Phobias and Other Fears: Chopsticks, Teenagers and
Peanut Butter Sticking to the Roof of Your Mouth
Phobia: noun. Definition - an extreme or irrational
fear of or aversion to something.
This got me thinking. I wondered whether I had a
phobia. I wracked my brains. Spiders? Harmless skittering little creatures
(unless falling on one's head in the middle of the night.) Birds, bats and other
flying things? Not keen on the fluttering but hardly terrified to the point of
panic like my daughter. Loud bangs? Annoying but not distressing. Clowns? Just
not particularly funny. I concluded I hadn't got a phobia.

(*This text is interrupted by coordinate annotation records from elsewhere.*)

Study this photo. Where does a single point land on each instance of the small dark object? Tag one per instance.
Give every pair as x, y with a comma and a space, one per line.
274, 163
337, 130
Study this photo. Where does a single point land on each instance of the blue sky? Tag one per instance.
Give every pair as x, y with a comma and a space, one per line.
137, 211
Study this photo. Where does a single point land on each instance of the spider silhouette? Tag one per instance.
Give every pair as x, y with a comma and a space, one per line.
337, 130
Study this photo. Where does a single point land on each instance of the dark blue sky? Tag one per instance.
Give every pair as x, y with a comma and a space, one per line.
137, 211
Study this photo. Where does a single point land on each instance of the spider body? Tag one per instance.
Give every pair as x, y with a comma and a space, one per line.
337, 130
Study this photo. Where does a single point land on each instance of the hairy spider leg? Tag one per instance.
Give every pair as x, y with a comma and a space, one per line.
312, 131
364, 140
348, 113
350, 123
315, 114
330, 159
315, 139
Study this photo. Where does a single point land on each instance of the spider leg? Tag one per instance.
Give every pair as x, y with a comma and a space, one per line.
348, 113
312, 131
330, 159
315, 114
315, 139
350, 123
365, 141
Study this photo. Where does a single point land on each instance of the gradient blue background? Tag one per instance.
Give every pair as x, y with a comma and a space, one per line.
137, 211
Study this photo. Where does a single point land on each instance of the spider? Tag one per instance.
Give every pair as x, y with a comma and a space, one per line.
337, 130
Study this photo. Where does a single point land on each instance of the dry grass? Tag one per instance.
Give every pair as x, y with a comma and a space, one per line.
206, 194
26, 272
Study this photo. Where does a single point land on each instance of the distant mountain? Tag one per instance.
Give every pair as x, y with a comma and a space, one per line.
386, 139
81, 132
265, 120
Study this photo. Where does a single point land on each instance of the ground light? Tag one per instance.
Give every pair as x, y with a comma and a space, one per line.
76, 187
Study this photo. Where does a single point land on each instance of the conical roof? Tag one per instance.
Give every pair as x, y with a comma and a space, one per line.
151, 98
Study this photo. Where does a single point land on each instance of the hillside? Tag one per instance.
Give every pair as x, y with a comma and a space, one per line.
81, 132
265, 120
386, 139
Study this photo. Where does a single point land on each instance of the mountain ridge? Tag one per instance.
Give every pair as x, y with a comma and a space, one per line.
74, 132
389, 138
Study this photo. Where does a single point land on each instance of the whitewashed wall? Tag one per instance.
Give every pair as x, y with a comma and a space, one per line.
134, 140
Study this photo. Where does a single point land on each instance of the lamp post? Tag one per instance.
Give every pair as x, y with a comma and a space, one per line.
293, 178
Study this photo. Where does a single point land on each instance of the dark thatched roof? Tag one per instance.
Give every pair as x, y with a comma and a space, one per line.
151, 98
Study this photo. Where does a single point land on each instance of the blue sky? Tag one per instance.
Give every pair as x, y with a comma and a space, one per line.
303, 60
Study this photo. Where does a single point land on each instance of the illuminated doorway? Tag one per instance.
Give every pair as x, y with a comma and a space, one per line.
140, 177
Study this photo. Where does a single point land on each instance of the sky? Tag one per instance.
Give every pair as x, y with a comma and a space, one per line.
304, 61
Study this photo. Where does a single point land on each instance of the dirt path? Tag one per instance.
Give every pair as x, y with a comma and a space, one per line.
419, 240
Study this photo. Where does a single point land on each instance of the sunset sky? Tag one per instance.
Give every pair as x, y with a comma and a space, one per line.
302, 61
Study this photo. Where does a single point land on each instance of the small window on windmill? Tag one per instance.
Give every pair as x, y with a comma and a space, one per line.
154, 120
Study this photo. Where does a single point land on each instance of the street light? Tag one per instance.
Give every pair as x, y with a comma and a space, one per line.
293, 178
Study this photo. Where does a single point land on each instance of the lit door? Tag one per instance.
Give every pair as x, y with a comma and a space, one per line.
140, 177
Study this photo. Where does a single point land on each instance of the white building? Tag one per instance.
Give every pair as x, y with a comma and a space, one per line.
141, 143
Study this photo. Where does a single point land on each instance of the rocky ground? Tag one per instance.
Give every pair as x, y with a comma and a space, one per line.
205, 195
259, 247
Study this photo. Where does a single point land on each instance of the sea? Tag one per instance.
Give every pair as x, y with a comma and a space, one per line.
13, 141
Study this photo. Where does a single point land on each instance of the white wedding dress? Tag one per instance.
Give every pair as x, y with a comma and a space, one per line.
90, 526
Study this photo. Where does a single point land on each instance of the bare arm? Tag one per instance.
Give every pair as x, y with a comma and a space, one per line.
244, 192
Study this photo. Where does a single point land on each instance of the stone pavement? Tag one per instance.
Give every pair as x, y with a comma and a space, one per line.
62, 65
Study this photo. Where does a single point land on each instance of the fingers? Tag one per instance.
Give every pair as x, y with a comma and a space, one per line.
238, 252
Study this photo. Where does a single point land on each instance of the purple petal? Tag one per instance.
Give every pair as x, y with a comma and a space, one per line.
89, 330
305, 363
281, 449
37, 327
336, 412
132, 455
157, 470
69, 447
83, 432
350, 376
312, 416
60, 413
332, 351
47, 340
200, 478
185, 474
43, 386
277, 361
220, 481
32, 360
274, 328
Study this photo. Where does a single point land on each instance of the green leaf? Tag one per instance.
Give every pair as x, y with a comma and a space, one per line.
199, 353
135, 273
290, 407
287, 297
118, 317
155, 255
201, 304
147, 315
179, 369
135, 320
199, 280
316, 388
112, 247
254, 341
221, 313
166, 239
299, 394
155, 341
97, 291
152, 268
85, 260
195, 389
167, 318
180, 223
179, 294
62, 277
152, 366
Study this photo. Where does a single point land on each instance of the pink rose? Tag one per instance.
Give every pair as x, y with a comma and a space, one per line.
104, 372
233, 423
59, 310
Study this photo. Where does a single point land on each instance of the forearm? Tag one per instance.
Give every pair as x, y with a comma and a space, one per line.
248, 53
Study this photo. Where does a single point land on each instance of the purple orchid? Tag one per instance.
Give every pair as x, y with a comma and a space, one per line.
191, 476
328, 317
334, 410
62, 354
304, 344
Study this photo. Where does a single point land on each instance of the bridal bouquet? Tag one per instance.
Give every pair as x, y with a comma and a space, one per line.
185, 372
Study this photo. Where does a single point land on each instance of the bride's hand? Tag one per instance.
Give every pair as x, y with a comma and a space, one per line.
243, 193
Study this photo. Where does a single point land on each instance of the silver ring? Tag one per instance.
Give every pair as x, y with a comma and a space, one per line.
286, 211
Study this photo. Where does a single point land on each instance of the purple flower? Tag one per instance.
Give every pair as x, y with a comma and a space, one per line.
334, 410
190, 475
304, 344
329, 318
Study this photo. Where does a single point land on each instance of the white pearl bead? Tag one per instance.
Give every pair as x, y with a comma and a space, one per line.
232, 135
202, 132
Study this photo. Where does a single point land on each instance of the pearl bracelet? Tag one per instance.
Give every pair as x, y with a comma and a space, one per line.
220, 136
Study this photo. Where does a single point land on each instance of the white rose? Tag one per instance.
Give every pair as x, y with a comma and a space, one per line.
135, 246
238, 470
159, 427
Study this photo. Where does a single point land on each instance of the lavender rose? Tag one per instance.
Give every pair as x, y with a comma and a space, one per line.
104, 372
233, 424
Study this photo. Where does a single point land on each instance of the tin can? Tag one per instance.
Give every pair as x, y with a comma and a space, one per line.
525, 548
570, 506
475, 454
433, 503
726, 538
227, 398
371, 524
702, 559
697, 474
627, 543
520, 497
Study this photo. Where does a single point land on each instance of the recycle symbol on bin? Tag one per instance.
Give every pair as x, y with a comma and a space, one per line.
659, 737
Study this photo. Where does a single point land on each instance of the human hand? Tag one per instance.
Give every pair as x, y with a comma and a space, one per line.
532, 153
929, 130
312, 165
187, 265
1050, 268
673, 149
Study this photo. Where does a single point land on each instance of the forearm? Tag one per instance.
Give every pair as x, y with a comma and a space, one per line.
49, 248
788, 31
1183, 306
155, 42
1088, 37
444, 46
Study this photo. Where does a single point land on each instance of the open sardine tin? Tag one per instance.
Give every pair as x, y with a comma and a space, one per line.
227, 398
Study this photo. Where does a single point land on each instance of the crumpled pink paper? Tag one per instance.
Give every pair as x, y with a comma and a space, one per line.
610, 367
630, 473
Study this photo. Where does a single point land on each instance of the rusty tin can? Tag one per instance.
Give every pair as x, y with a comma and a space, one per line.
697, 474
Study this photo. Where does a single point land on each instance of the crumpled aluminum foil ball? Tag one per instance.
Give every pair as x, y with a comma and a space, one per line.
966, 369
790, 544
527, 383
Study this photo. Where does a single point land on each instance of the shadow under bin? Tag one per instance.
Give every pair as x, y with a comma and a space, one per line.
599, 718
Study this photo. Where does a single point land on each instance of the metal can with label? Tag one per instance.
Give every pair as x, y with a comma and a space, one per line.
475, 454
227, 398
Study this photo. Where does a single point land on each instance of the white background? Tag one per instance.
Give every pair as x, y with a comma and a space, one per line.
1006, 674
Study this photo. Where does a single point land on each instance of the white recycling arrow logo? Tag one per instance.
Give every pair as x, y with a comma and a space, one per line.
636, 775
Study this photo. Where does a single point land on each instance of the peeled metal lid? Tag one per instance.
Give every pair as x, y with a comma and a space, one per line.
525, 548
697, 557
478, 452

There are lots of
things I dislike, a few things I hate, and one or two fears, but no phobias as
far as know.
However, in the course of my research for this blog
post I discovered the most comprehensive list of phobias known to man. Hundreds upon hundreds of them, seemingly
irrational, sometimes trivial, random, strange and incomprehensible to the non
sufferer, but each one representing a huge challenge to the phobic.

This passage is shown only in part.